Oscar retiró una telaraña y le dijo:
—Mire, David, podemos ofrecerle un sueldo reducido, pero va a tener que generar sus propios honorarios, y eso no será fácil, al menos al principio.
¿Al principio? Oscar llevaba treinta años partiéndose el espinazo para generar unos honorarios más que discretos.
—¿Qué me ofrece? —quiso saber David.
Oscar miró a Wally, y este miró a la pared. No solo no habían contratado a un socio en quince años, sino que esa idea ni siquiera se les había pasado por la cabeza. La presencia de David los había cogido por sorpresa.
Como socio más antiguo, Oscar se sintió obligado a tomar la iniciativa.
—Le ofrezco pagarle un fijo de mil dólares al mes y que se quede la mitad de lo que consiga en concepto de honorarios. Dentro de seis meses revisaremos la situación.

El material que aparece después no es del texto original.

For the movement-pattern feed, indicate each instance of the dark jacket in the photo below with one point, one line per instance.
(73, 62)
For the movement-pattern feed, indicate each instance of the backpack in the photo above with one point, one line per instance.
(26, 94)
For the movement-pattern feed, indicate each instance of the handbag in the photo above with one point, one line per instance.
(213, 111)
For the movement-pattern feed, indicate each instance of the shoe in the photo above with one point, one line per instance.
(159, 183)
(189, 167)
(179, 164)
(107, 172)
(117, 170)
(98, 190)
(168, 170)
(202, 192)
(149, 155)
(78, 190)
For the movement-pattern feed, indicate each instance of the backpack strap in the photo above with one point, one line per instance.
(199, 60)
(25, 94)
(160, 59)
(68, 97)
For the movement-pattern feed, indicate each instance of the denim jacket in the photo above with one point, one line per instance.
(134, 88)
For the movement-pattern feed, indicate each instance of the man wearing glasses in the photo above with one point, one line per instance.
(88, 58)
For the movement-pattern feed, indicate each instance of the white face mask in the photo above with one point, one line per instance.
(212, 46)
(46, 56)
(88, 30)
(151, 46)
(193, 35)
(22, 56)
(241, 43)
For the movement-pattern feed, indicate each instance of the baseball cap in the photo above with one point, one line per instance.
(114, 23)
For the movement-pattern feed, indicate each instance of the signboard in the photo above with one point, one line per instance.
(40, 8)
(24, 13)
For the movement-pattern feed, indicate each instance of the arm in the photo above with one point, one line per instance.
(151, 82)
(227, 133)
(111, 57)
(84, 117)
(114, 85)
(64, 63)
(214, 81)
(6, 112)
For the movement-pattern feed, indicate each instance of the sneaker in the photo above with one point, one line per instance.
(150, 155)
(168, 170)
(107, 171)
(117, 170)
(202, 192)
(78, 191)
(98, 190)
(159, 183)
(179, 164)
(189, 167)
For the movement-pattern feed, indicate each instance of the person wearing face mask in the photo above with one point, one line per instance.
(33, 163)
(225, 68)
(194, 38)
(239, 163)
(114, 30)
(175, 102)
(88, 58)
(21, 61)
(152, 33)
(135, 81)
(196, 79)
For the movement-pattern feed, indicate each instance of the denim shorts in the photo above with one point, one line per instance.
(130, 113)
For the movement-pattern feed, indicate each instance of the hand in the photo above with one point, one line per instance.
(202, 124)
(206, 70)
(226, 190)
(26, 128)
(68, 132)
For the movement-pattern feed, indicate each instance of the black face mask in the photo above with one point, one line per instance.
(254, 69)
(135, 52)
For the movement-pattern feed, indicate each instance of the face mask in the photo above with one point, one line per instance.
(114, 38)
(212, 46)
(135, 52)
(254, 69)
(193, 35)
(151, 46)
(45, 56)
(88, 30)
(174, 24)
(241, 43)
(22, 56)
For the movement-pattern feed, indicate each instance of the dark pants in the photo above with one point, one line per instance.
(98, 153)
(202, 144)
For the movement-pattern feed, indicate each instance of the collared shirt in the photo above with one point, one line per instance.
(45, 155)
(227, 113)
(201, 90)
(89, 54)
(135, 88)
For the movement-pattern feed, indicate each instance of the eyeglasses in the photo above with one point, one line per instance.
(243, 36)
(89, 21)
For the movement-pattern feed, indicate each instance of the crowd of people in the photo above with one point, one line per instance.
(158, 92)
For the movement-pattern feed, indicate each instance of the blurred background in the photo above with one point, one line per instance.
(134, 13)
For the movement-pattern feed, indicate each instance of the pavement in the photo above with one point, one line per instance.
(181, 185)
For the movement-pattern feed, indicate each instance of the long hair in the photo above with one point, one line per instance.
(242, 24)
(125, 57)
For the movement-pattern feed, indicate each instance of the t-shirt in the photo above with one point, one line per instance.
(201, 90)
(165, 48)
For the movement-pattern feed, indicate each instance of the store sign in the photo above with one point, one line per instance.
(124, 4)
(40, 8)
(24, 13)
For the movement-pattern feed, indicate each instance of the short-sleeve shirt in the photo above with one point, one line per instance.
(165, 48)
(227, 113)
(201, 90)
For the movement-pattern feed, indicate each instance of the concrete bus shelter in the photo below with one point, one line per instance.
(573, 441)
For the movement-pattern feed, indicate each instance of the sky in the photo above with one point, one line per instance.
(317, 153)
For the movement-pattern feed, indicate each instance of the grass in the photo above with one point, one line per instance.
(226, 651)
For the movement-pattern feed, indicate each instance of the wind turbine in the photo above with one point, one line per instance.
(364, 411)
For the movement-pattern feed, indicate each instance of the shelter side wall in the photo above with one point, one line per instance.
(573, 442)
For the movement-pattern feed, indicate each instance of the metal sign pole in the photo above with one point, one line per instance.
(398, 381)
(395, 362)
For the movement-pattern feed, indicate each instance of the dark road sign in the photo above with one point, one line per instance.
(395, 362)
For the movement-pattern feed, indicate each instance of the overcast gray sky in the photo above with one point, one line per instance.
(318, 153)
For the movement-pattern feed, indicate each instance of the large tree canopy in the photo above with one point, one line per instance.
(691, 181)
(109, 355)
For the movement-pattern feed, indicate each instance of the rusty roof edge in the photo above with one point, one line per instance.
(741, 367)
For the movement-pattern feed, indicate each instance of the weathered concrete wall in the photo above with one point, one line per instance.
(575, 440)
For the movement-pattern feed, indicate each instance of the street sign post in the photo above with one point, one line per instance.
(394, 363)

Wally se apresuró a intervenir.
—Al principio será duro. Hay mucha competencia en la calle.
—Podríamos pasarle algunas de nuestras fichas —sugirió Oscar.
—Le daremos un trozo del pastel del Krayoxx —añadió Wally, como si ya estuvieran ingresando jugosos honorarios.
—¿De qué? —preguntó David.
—Olvídelo —zanjó Oscar con cara de pocos amigos.
—Miren, amigos —dijo David, que se encontraba mucho más a gusto que sus interlocutores—, durante los últimos cinco años he cobrado un sueldo estupendo y, aunque he gastado bastante, sigo teniendo un buen pellizco en el banco. No se preocupen por mí. Acepto su oferta.
Dicho lo cual, alargó la mano y estrechó la de Oscar primero y después la de Wally.